Recentemente, o assunto voltou aos holofotes após o coronel da reserva da Polícia Militar da Bahia, Humberto Sturaro, criticar duramente o procedimento e defender o fim da Audiência de Custódia na Bahia, durante uma entrevista ao Portal A TARDE. Mas seria possível extinguir de vez ou até mesmo modificá-la?
Para responder essas e outras perguntas, o Jornal MASSA! falou com autoridades da segurança pública e do judiciário baiano.
A defensora pública, Diana Furtado, salienta que o principal papel da Audiência de Custódia é "aferir a legalidade das prisões em flagrante". Ela ressalta que antes de ser adotada no Brasil, em 2015, havia vários casos de 'injustiças'. “Não era raro que a gente encontrasse pessoas que tinham sido presas injustamente muitas vezes a mais de 30 dias e sem que nenhum juiz tivesse apreciado a legalidade daquela prisão. Então, hoje a regra é uma apresentação em 24 horas para que o juiz possa aferir a legalidade da prisão".

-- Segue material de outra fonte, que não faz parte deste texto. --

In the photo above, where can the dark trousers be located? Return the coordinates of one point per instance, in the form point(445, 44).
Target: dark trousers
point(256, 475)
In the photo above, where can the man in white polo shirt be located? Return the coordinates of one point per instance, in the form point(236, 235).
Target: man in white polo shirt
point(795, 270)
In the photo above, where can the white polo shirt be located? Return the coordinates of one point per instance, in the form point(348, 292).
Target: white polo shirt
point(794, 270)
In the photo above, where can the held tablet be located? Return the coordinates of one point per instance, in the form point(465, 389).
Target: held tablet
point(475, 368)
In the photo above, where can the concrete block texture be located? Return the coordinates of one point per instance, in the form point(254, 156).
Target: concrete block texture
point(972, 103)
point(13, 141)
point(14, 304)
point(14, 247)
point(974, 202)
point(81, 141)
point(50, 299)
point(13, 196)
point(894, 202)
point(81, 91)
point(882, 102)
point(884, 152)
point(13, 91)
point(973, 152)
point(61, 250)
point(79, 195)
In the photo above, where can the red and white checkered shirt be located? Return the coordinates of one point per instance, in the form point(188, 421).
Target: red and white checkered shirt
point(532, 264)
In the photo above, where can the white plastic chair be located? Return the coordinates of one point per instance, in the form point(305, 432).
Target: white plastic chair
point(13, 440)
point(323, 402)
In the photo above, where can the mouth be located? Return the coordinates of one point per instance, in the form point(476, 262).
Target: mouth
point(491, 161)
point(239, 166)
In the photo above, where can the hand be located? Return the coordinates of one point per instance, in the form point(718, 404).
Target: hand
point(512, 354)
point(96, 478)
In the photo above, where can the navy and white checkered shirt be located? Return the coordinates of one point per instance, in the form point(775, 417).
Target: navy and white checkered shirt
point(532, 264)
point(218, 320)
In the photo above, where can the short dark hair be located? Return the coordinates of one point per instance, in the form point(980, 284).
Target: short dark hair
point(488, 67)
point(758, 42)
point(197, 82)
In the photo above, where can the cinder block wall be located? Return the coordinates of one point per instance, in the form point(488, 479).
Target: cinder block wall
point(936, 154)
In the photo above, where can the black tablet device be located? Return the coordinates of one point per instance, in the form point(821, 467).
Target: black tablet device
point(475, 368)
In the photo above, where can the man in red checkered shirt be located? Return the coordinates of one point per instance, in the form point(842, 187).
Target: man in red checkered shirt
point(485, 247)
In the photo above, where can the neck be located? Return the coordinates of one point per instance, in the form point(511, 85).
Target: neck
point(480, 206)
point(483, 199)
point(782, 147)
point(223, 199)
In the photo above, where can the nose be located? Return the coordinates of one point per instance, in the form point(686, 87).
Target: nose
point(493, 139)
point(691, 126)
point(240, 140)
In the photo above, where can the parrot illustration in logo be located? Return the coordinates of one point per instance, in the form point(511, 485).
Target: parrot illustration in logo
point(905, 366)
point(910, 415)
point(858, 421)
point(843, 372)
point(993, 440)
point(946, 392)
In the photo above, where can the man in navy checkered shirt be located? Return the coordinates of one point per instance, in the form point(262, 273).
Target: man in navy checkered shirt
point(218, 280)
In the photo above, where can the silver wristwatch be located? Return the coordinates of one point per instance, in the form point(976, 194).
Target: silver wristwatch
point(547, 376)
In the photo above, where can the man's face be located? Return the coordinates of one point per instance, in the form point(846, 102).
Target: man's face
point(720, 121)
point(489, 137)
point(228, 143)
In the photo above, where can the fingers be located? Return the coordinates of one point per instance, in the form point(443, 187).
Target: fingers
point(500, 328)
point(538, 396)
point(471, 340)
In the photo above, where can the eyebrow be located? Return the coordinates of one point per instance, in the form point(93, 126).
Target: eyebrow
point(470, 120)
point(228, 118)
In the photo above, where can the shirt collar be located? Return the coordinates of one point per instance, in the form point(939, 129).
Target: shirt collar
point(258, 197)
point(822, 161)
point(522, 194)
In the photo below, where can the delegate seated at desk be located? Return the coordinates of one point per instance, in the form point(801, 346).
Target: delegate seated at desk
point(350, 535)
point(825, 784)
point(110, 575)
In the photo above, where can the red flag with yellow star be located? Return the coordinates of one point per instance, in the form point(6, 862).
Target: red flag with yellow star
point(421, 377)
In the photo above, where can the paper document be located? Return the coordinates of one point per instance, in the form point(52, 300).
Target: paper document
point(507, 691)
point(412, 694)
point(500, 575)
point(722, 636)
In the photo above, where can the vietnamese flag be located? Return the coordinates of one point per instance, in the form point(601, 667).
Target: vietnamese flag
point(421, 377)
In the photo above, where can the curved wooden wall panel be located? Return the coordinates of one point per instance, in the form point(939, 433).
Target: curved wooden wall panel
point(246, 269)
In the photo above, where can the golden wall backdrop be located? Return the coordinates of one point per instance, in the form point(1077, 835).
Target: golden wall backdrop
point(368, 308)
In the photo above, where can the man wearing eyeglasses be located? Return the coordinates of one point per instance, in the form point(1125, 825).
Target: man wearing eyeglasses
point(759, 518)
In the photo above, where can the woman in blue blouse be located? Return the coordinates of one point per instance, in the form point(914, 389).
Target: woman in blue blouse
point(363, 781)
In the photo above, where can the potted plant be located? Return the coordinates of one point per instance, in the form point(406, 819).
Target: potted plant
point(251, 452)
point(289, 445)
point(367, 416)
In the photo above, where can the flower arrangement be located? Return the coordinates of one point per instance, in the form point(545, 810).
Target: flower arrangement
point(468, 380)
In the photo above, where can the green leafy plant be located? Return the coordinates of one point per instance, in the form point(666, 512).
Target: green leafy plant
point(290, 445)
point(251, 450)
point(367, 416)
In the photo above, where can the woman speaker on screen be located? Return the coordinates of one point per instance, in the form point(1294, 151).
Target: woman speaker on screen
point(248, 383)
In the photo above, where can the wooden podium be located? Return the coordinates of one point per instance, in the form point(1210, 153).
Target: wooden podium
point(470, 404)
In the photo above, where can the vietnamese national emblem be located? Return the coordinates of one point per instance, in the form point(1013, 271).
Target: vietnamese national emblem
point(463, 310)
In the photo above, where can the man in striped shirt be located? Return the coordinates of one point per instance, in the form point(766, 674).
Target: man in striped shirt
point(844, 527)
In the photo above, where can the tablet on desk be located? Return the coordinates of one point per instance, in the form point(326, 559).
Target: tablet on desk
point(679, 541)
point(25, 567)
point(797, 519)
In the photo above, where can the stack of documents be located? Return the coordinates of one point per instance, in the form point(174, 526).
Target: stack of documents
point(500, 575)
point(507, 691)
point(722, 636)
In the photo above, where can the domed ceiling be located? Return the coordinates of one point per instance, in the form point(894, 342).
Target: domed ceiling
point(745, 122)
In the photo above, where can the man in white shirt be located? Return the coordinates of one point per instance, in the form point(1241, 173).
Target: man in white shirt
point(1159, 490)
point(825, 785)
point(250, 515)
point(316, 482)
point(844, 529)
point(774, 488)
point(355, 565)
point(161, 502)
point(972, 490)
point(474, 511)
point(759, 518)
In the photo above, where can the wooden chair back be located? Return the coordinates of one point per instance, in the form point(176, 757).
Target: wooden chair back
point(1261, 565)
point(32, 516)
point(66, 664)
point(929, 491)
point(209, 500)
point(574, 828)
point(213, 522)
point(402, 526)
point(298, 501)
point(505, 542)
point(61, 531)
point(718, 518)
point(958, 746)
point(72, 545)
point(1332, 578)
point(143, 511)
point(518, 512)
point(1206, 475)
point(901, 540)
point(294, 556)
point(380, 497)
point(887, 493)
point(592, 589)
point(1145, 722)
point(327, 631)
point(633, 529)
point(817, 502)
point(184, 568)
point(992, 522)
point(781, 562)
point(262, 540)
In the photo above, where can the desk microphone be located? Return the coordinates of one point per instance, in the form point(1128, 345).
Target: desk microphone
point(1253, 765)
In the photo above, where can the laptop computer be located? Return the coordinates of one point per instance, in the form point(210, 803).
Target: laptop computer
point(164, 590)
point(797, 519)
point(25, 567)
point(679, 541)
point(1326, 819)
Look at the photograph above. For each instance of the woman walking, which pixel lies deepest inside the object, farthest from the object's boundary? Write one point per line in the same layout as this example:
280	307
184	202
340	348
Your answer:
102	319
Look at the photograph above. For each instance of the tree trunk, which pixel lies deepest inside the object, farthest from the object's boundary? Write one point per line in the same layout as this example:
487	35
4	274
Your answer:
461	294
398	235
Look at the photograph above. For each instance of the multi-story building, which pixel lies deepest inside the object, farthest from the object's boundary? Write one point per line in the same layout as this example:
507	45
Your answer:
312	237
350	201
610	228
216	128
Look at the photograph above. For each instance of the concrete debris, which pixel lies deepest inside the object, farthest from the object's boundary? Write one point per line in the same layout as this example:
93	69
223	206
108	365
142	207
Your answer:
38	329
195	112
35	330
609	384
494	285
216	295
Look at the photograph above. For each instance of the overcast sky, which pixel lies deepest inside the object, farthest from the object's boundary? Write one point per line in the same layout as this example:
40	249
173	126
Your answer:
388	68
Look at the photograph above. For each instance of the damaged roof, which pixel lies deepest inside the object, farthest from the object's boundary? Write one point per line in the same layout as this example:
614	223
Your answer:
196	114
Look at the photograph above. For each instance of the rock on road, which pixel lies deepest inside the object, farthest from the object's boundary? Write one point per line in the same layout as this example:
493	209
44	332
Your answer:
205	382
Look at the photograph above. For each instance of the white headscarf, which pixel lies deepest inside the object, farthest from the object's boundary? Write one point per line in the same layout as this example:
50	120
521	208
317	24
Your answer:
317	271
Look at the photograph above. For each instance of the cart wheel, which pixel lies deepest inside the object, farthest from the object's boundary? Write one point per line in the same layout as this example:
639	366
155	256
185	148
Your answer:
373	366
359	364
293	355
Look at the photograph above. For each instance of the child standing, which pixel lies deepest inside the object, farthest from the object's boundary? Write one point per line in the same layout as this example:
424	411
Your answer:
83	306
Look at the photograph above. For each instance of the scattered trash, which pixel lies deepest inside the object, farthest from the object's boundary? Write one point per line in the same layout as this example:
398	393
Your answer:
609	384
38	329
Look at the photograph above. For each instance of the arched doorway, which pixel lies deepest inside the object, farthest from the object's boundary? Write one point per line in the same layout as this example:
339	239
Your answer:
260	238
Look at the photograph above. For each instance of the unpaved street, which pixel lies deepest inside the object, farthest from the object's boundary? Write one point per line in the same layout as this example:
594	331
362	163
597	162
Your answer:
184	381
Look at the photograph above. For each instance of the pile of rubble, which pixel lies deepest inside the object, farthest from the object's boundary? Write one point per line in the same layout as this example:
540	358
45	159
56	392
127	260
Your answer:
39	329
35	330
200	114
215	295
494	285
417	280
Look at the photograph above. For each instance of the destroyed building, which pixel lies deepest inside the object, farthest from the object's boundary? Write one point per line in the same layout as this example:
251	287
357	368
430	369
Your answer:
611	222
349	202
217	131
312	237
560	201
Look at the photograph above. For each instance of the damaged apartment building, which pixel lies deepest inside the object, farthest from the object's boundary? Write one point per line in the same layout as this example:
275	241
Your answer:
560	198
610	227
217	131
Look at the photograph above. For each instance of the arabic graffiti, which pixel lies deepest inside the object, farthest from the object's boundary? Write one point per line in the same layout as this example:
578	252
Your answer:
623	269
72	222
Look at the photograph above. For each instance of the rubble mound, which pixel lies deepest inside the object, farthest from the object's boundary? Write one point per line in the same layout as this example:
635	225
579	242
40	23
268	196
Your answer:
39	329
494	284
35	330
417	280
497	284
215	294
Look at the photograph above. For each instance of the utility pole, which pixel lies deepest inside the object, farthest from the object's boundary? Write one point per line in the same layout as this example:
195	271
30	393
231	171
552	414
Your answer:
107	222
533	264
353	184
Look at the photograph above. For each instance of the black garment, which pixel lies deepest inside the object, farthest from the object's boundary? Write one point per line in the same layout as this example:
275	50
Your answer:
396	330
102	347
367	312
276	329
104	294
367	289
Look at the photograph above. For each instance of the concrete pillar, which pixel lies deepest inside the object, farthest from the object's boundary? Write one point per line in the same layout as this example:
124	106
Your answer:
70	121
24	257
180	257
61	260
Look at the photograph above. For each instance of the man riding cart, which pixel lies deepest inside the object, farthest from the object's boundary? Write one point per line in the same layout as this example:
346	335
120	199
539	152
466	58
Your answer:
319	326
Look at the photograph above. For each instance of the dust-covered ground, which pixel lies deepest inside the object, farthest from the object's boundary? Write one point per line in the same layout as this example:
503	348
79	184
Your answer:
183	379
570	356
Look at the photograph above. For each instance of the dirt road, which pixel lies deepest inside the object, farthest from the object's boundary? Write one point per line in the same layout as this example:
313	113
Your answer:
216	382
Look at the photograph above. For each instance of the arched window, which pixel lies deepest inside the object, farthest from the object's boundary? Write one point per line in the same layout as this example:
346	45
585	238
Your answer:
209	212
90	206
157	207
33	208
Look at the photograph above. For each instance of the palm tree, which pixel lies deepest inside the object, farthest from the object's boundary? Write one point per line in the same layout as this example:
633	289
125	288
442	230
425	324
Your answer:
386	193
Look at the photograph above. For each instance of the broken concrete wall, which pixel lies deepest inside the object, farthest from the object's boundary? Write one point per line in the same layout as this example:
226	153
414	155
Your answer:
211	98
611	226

A priori, o intuito é "verificar se houve violência policial, ou não. Havendo legalidade da prisão, resolve-se que aquela pessoa deve ficar presa preventivamente ou não". No entanto, ela descarta a possibilidade de uma extinção do procedimento. "Por que é que a gente não pode pensar em acabar com a audiência de custódia? Para que a gente não tenha prisões injustas prolongadas no tempo por falta de apreciação pelo judiciário".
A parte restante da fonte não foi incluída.